Monday, December 10, 2012

Christmas Sans Baby

The holidays can be particularly difficult when you are dealing with infertility. Thankfully, I'm feeling pretty cheerful this December. Last year we were still dealing with losing the pregnancy so the holidays were a little less shiny. This year since we are still just waiting for my next cycle to start, I feel pretty free. I haven't checked my temperature and I'm not obsessed with getting knocked up. I know that soon we can start all of the tests, figure out what's going on and have a plan! Baby K 2013! (I was thinking of getting that as a bumper sticker but that might be awkward?)


This weekend I felt like a stereotypical non-mom. We took the dogs to get their picture with Santa on Saturday, which was ridiculously funny. I sent the photo to my mother (the woman who isn't know for her fondness of pets) and she responded, "It's cute! This is a new one for me." I'm sure my poor mother would have preferred a picture of  chubby kid on Santa's lap, but this year she's stuck with a picture of one dog in a sweater and one dog in a Patriot's jersey. Sorry Mom!

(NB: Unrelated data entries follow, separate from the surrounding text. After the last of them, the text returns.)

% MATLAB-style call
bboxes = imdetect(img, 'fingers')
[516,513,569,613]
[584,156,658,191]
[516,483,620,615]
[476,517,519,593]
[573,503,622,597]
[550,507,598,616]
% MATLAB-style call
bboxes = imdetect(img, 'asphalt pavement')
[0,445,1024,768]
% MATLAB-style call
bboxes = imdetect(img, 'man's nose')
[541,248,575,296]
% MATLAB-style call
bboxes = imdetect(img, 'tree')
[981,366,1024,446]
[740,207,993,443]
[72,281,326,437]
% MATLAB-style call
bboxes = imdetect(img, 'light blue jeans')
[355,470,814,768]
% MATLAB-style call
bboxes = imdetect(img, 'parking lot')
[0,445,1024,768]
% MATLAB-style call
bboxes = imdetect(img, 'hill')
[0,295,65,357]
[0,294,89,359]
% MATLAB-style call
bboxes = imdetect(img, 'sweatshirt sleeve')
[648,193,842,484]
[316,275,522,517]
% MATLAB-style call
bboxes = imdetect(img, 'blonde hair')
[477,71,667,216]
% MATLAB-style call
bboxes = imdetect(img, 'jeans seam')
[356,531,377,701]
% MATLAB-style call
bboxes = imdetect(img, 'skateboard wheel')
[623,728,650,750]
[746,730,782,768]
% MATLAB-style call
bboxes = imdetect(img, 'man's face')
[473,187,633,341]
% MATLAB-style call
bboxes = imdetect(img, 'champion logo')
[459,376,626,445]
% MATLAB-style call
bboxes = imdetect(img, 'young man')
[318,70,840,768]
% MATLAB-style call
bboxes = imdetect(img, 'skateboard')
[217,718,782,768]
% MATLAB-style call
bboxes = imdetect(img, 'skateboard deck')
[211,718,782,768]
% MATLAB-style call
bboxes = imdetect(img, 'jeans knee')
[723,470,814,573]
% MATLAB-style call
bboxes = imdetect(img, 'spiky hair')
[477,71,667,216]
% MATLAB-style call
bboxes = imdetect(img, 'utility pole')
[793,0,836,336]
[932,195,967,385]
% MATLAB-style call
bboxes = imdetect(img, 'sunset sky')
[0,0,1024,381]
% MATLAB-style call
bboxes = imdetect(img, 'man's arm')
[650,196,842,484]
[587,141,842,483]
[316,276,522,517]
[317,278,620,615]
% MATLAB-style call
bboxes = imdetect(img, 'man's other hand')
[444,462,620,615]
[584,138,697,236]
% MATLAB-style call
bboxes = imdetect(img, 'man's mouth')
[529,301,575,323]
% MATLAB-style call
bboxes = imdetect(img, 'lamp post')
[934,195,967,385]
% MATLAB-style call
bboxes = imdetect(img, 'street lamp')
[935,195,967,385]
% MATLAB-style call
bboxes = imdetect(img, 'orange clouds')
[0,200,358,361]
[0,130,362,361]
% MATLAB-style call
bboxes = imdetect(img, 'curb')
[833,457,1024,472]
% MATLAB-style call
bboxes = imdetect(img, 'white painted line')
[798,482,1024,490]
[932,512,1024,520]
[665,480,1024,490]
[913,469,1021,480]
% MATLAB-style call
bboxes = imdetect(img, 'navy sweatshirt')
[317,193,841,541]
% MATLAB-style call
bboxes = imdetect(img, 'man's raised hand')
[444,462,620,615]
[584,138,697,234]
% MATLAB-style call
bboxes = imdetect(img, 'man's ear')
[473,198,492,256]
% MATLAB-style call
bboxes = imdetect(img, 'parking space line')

On Sunday we went to the mall to do some shopping and to get to Sephora, aka my heaven on earth, we walked right by Santa and the crazy long line filled with kids of all ages and stages of meltdown. At one point a cute little girl in a frilly dress ran out from the line right under my feet and I nearly tripped over her. Her mother looked at me and gave me the half laugh and smile that said, "I'm sorry my daughter nearly broke your neck, but isn't she cute??!" I smiled back but was thinking, "Lady, your kid aint that cute." I'm kidding, I promise. The little girl was adorable, but I do say these inappropriate things in my head and it makes me laugh... internally.

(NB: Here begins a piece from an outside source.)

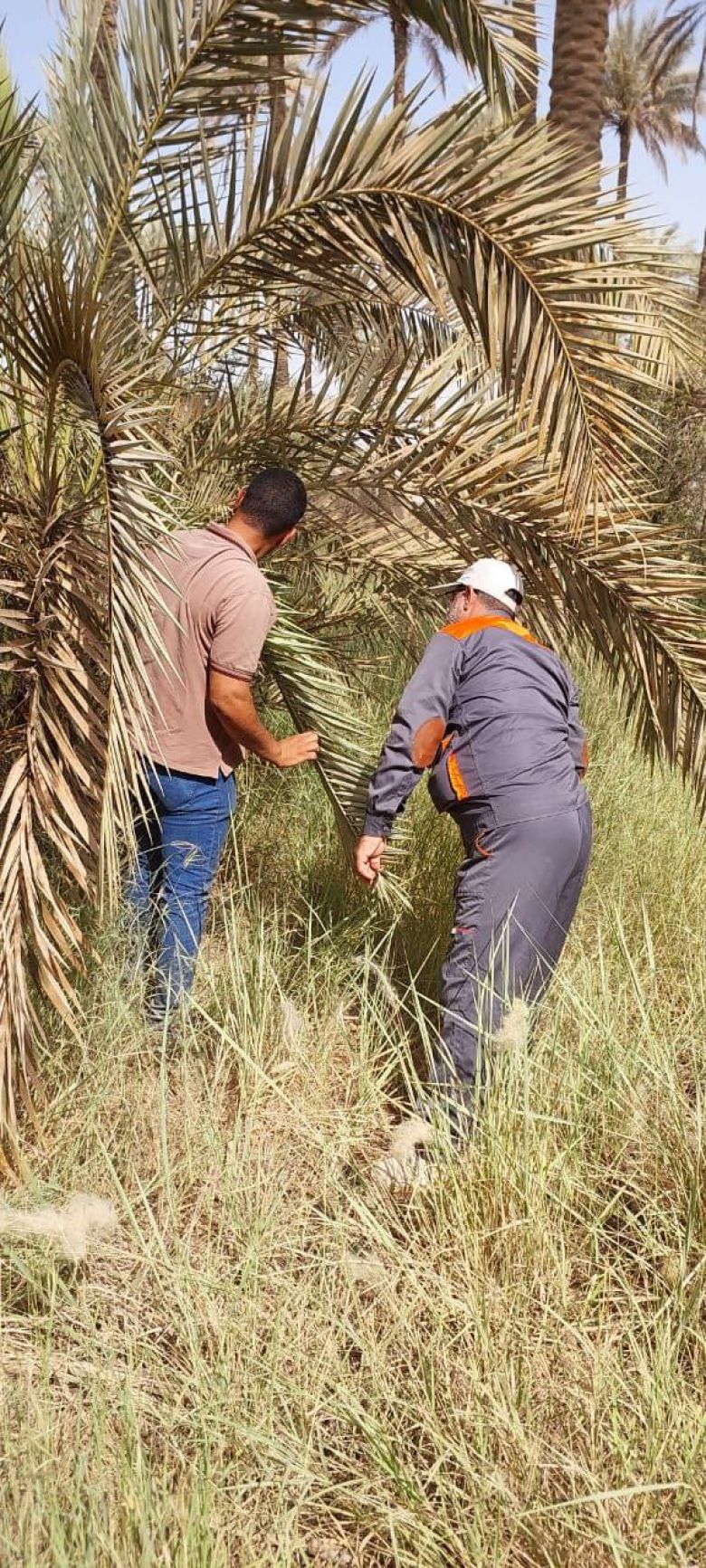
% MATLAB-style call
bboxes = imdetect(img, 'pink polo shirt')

After surviving the mall we went home to wrap presents and relax. We sprawled out on the floor in front of the tree and wrapped up all of the presents that had in the house. This is what I'm focusing on this holiday season- being present and being grateful. I could look at our life and see a hole where a baby shoulda/woulda/coulda be, but that would be false and damaging. There is nothing lacking from our lives. We have each other, a loving family, a roof over our heads, jobs and our health. Baby or not, you bet that you can find us stringing up lights, drinking hot chocolate, wrapping presents, baking  and watching cheesy Christmas movies for the next few weeks.